Pure merger clauses, without an expressed clear and unequivocal intent to disclaim reliance or waive claims for fraudulent inducement, have never had the effect of precluding claims for fraudulent inducement.

Facts:

Jane and Francesco Secchi negotiated a potential lease of the vacant restaurant building with Prizm's property management director, Fran Powell. During negotiations, Powell told the Secchis that the building was practically new and had no problems. The parties thereafter entered into the lease agreement, which contained a “Representations” clause, wherein the Secchis acknowledged that neither the Landlord nor the Landlord's agents, employees or contractors have made any representations or promises with respect to the Site, the Shopping Center or the Lease. The Secchis then experienced persistent sewer gas odor at the leased premises; they subsequently learned that the odor existed even for previous tenants and that Powell knew of the existence of such odor. Consequently, the Secchis sought to rescind the lease and recover damages for fraud and breach of the implied warranty of suitability. The landlord maintained that that rescission was not warranted and sought to recover for breach of contract. The trial court ruled in favor of the Secchis; however, the appellate court reversed. The Secchis sought further review from the Supreme Court of Texas.

Issue:

Did the lease contract contain a language that disclaim reliance or bar a claim based on fraudulent inducement?

Answer:

No.

Conclusion:

The Court held that the contract language did not disclaim reliance or bar a claim based on fraudulent inducement.
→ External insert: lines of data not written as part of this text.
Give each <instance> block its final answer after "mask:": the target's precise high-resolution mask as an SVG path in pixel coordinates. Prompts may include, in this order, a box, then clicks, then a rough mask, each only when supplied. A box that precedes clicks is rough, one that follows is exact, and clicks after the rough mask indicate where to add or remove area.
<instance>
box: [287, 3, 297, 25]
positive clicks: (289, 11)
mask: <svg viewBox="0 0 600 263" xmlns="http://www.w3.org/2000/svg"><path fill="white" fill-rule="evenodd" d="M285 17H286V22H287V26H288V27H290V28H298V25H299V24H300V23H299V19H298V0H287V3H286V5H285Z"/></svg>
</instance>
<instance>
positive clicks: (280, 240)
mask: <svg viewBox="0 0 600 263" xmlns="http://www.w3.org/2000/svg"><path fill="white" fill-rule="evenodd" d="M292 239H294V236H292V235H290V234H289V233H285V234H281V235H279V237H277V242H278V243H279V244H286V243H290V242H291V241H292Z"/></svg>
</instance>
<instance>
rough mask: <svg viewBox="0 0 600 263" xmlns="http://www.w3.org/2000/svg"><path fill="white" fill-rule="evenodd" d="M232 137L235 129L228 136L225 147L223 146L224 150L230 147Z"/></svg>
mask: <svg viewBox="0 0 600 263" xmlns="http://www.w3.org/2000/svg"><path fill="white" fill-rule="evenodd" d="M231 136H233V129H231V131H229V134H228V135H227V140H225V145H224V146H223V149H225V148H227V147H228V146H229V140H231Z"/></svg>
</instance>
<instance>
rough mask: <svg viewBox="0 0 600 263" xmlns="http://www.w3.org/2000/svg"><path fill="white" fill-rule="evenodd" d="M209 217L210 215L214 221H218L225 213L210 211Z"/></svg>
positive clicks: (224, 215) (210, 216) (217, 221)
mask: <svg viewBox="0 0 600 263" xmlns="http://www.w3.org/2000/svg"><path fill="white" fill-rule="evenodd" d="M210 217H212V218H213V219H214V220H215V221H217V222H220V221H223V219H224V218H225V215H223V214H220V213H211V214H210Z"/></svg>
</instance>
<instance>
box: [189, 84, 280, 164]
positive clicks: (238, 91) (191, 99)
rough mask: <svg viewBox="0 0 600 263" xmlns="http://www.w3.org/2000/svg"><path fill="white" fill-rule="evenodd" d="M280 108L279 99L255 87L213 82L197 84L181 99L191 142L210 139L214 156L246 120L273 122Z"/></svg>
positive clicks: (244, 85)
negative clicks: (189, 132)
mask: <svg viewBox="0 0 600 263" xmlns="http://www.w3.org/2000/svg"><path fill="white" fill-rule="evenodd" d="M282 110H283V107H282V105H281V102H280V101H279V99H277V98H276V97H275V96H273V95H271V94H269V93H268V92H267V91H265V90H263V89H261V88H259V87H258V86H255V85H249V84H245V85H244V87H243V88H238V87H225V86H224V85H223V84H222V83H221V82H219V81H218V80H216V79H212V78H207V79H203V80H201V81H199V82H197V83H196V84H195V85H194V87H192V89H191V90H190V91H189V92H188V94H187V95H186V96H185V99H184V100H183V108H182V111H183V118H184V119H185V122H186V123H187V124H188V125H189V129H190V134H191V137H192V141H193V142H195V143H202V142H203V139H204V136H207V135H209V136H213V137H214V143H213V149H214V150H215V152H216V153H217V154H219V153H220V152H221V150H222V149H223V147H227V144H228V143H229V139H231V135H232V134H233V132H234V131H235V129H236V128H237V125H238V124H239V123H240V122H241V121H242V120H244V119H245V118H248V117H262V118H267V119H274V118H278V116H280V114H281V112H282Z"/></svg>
According to the Court, the Representations Clause in the Agreement only amounted to a standard merger clause, an agreement to which did not waive the tenants’ right to sue for fraud upon their discovery of fraudulent representations employed by Powell. The Court held that Powell’s statements during lease negotiations that the property was practically new and problem-free were actionable material misrepresentations; and because the sewer gas odor was a problem for previous tenants, sufficient evidence established that those misrepresentations were known to be false when made.